The decision of market regulator Securities and Exchange Board of India (Sebi) to allow lenders to convert part or all of their debt into equity in case of defaults will help banks reduce their bad assets, SBI MD P Pradeep Kumar told CNBC-TV18’s Latha Venkatesh and Sonia Shenoy.
“We had been requesting this for long,” he said.
According to the decision taken at a Sebi board meeting yesterday, banks can now swap their bad debts for equity without adhering to strict guidelines that are usually outlined takeover, such as pricing equity at historical market price or tendering an open offer for minority shareholders.
The regulator said it would later publish an equity pricing formula for such conversions based upon face value or fair value instead of historical market price.
Below is the transcript of the interview on CNBC-TV18.
Latha: What does this mean for banks? Was this the one reason why you were not able to convert debt into equity and take over bad assets?
A: We have been requesting Reserve Bank of India (RBI) and Securities and Exchange Board of India (Sebi) for this enablement. The Sebi takeover code had a pricing for the conversion of our debts or interest into equity for listed companies as the higher of average of the last six months or the last fortnight. This we thought was not the right conversion price for debt or interest for stressed companies.
So, we had been requesting the RBI to intervene with Sebi for changing this formula which we thought was in the favour of the minority shareholders but not in the interest of the financial institutions.
We will have to see the fine print, what are all the details for the conversion but that is what I have seen is that it will be either at face value, at fair value. This will enable banks to convert in a stressed company to convert their debt or interest into equity.
Latha: It says you can’t go below face value as well it says that banks have to take over at least 51 percent of the equity. Does that restrict the number of cases?
A: It does restrict. Whether it is restrictive below 51 percent or you should have 51 percent prior to the conversion I was not too sure. We will have to wait for the guidelines. If we have to get the minimum of 51 percent it could be slightly difficult; there will be many cases before conversion where we will not have a very high percentage of shares pledged with us.
Sonia: Since we don’t have the final guidelines do you have any indication of how these new norms will help alleviate the non performing asset (NPA) issues or the stressed assets issues?

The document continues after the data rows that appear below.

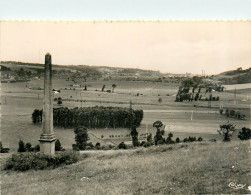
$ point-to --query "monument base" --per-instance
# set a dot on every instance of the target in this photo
(47, 144)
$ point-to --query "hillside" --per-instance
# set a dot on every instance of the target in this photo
(238, 76)
(196, 168)
(94, 70)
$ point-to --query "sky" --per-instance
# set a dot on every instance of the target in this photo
(168, 46)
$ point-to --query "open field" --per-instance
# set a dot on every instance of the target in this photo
(18, 103)
(195, 168)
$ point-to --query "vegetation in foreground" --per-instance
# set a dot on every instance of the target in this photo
(194, 168)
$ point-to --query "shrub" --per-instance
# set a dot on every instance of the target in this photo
(21, 146)
(90, 144)
(227, 131)
(97, 146)
(2, 149)
(37, 148)
(122, 145)
(142, 143)
(25, 162)
(28, 147)
(134, 135)
(191, 139)
(81, 137)
(200, 139)
(147, 144)
(169, 139)
(58, 146)
(244, 134)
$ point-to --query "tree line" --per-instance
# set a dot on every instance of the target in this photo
(92, 117)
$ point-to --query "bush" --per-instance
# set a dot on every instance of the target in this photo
(37, 148)
(2, 149)
(97, 146)
(142, 143)
(147, 144)
(200, 139)
(21, 147)
(122, 145)
(58, 146)
(28, 147)
(81, 137)
(244, 134)
(25, 162)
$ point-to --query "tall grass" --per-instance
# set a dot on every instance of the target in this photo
(194, 168)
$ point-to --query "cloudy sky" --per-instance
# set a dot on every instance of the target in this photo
(176, 47)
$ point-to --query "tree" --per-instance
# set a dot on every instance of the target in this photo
(81, 137)
(60, 101)
(157, 124)
(21, 147)
(158, 139)
(134, 135)
(169, 139)
(122, 145)
(244, 134)
(103, 88)
(28, 147)
(113, 87)
(227, 131)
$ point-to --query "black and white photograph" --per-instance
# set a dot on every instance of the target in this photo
(122, 97)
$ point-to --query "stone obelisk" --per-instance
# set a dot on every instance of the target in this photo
(47, 138)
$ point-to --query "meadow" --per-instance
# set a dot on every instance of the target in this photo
(183, 119)
(195, 168)
(208, 167)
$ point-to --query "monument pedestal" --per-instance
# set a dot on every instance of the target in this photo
(47, 144)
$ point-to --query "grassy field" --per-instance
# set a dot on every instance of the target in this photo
(18, 103)
(196, 168)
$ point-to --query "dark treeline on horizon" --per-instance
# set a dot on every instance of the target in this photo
(92, 117)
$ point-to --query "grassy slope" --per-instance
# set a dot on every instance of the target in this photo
(186, 169)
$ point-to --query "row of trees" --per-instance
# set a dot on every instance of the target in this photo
(92, 117)
(232, 113)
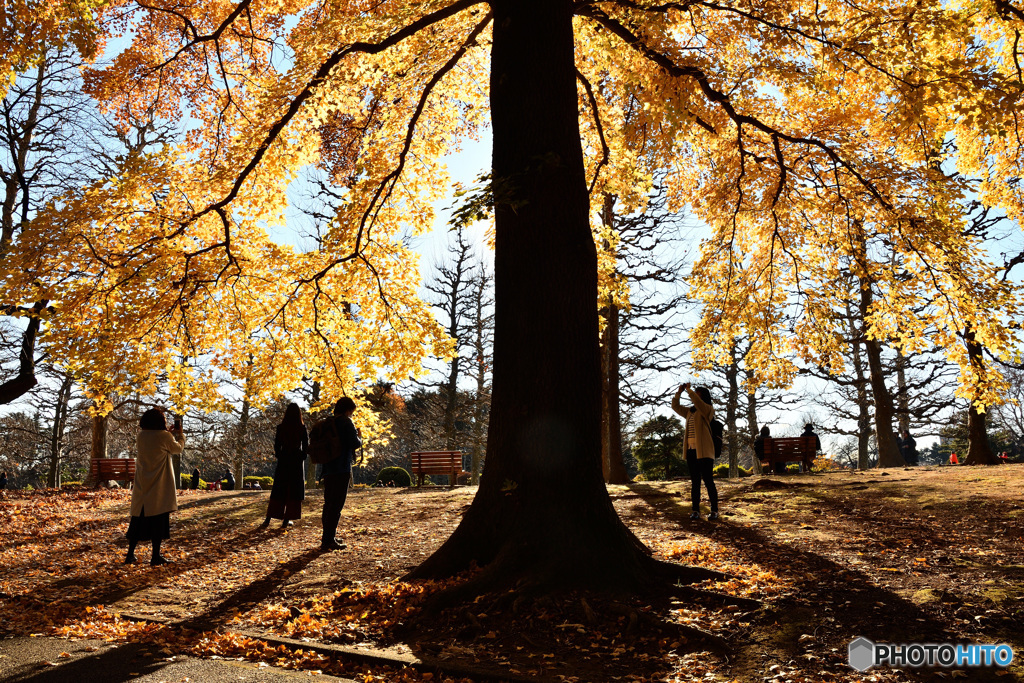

A: There will be no immediate effect. It will give us an ability to convert maybe at the right price. When we are able to convert at right price perhaps the lenders will have close to 51 percent and it will be easy to lookout for a buyer who will be interested in this stressed asset which we are not able to do right now.
Latha: I was speaking to a bunch of bankers over the weekend and they were pretty disturbed by the prices for coal as well as the trend that will become evident for all mines, all minerals. They were worried that a lot of power companies will now even those otherwise able to pay their loans may not be able to. Do you fear that this specifically will push more power companies into non performing loans (NPLs)?
A: We have to look at each company separately because each company has a bid different at rates. We have been talking to all the major companies which have won the coal blocks. So, as of now we don’t have any great fear of additional stress in the power portfolio which we have. However, we have not had discussions with all the companies; we will have to wait and see how the coal prices will affect the ability of the companies to repay.